About 33,000 union machinists have been on strike since September 14. Two days of talks this week failed to produce a deal, and Boeing filed an unfair-labour-practices charge against the International Association of Machinists and Aerospace Workers.
As it announced layoffs, Boeing also gave a preliminary report on its third-quarter financial results — and the news is not good for the company.
Boeing said it burned through 1.3 billion dollars in cash during the quarter and lost 9.97 dollars per share.
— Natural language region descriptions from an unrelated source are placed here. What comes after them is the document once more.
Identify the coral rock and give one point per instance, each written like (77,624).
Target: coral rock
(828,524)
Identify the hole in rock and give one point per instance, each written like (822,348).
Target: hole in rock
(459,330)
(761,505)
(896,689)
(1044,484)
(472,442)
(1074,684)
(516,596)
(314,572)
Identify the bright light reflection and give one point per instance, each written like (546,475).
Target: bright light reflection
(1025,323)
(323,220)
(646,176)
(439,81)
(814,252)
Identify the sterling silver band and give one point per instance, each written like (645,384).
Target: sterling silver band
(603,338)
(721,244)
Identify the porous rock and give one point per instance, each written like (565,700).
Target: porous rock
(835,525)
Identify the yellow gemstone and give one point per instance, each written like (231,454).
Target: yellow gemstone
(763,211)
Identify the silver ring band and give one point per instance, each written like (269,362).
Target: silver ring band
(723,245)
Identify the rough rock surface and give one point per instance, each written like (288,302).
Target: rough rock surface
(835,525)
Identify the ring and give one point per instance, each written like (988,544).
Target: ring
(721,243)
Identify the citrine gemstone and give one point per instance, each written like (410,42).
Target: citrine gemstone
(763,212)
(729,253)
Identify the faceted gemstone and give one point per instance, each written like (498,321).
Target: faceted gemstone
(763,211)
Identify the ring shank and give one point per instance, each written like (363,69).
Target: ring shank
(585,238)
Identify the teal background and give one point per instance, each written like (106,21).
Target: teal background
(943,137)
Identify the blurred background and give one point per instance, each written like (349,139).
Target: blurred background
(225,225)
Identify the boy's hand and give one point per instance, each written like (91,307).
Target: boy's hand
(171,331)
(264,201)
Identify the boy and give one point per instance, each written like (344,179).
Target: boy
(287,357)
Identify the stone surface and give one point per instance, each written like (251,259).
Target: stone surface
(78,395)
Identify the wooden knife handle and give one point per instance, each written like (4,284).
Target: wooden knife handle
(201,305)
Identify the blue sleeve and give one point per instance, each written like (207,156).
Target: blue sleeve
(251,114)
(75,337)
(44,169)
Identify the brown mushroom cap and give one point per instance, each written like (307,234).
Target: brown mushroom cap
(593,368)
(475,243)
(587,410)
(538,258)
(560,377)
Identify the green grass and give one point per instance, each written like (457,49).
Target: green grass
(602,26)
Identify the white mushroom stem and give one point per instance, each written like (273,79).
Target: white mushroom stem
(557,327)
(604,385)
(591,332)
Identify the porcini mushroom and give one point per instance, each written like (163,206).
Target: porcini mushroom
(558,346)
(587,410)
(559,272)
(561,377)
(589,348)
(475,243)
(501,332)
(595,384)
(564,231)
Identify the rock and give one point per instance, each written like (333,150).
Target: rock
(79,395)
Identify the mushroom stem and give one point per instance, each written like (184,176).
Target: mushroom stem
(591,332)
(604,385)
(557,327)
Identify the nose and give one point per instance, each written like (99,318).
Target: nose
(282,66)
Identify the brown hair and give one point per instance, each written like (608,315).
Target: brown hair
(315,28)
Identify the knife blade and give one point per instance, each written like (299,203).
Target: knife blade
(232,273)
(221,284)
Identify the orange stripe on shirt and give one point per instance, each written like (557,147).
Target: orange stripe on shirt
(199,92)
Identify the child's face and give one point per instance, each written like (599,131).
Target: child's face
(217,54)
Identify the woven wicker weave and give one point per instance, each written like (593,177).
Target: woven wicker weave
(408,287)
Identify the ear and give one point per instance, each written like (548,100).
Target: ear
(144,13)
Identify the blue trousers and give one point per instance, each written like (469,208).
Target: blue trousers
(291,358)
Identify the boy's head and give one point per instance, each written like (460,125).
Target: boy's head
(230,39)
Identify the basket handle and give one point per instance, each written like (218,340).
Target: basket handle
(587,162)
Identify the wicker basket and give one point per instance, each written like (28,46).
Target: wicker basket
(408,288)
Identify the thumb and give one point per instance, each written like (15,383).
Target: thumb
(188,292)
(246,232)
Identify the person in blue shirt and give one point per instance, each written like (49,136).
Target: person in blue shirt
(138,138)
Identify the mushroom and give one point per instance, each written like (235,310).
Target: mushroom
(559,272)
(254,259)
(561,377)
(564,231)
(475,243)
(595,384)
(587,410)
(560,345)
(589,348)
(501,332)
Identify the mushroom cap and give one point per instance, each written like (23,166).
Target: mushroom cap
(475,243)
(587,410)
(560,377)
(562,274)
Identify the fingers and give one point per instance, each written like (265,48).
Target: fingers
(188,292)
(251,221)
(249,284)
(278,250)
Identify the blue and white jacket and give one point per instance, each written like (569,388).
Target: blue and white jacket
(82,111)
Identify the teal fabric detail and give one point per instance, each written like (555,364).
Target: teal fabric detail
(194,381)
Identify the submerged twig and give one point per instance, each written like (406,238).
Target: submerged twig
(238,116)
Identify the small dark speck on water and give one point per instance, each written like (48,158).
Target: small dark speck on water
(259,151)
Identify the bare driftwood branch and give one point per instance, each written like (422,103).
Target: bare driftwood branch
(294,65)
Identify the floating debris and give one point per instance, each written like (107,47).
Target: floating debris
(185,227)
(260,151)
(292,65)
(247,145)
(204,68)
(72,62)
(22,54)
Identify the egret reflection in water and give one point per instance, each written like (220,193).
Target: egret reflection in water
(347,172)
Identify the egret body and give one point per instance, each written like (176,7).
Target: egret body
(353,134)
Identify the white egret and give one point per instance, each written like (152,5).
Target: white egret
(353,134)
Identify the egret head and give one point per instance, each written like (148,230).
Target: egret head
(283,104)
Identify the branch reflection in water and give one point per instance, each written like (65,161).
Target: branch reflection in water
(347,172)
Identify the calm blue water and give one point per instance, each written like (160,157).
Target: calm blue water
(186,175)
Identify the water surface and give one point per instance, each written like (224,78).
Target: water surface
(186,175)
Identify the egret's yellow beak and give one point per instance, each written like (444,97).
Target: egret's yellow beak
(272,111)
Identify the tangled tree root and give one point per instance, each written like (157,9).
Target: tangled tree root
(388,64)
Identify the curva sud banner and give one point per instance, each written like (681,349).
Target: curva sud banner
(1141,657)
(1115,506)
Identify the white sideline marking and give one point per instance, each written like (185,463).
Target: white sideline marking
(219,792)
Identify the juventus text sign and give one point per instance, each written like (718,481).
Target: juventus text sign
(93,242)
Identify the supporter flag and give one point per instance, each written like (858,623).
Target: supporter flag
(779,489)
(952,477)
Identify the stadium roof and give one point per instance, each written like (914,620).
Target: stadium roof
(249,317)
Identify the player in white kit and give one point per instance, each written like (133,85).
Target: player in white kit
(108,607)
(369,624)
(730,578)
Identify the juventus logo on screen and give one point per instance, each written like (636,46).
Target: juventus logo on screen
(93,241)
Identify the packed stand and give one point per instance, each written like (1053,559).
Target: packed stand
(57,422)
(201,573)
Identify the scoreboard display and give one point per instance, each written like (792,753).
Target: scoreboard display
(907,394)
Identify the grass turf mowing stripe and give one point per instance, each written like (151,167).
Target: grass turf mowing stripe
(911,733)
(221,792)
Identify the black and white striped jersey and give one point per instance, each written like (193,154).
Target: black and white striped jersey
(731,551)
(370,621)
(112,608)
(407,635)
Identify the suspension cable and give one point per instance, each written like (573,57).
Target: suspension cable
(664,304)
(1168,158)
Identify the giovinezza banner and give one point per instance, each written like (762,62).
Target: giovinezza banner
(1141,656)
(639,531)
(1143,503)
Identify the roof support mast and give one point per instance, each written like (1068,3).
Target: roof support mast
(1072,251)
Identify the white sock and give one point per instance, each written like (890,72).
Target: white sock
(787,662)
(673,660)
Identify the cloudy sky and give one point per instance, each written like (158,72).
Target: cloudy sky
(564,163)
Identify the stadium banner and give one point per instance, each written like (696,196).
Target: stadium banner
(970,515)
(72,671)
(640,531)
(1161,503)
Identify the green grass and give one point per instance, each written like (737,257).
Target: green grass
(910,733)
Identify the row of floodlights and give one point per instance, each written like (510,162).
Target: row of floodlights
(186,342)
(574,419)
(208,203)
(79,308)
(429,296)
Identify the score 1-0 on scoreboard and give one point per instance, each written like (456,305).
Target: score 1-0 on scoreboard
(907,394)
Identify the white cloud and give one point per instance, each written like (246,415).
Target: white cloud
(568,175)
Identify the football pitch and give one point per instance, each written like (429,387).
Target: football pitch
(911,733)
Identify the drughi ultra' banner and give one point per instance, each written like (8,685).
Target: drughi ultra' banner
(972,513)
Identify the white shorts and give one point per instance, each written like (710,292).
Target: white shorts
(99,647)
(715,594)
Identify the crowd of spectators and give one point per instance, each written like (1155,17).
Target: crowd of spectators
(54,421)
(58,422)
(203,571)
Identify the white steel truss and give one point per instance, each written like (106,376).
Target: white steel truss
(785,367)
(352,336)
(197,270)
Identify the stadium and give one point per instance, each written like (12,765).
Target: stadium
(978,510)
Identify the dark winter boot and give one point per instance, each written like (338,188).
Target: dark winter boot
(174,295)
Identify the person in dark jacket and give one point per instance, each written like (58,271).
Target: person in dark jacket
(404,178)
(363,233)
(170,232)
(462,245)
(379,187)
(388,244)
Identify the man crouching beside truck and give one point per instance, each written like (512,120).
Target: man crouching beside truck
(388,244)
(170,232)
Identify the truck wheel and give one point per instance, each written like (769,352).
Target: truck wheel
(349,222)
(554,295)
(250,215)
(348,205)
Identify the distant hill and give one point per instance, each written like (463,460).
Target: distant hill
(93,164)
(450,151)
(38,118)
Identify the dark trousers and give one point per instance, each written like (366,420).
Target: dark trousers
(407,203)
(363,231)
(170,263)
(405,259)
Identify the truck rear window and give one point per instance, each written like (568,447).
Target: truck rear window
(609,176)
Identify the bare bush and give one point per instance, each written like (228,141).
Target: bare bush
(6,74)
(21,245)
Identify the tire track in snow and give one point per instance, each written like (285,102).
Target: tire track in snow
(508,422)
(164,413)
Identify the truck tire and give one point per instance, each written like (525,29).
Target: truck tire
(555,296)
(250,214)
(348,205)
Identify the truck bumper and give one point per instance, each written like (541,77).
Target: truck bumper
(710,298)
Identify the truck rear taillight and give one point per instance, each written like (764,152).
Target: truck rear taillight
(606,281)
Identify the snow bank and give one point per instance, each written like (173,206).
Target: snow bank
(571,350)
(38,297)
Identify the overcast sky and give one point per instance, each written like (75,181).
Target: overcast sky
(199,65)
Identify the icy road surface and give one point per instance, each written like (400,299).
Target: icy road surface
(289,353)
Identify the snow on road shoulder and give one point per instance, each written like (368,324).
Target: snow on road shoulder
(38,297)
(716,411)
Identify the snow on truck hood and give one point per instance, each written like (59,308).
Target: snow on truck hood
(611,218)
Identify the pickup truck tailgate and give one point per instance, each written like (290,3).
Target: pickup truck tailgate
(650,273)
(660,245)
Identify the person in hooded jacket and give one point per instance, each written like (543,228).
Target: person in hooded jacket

Industry analysts had been expecting the company to lose 1.61 dollars per share in the quarter, according to a FactSet survey, but analysts were likely unaware of some large write-downs that Boeing announced on Friday.
The company, based in Arlington, Virginia, said it had 10.5 billion dollars in cash and marketable securities on September 30.
The strike has a direct bearing on cash burn because Boeing gets half or more of the price of planes when it delivers them to airline customers.
The strike has shut down production of the 737 Max, Boeing’s best-selling plane, as well as production of the 777x and 767s. The company is still making 787s at a non-union plant in South Carolina.
Mr Ortberg told staff: “Our business is in a difficult position, and it is hard to overstate the challenges we face together.”
He said the situation “requires tough decisions and we will have to make structural changes to ensure we can stay competitive and deliver for our customers over the long term”.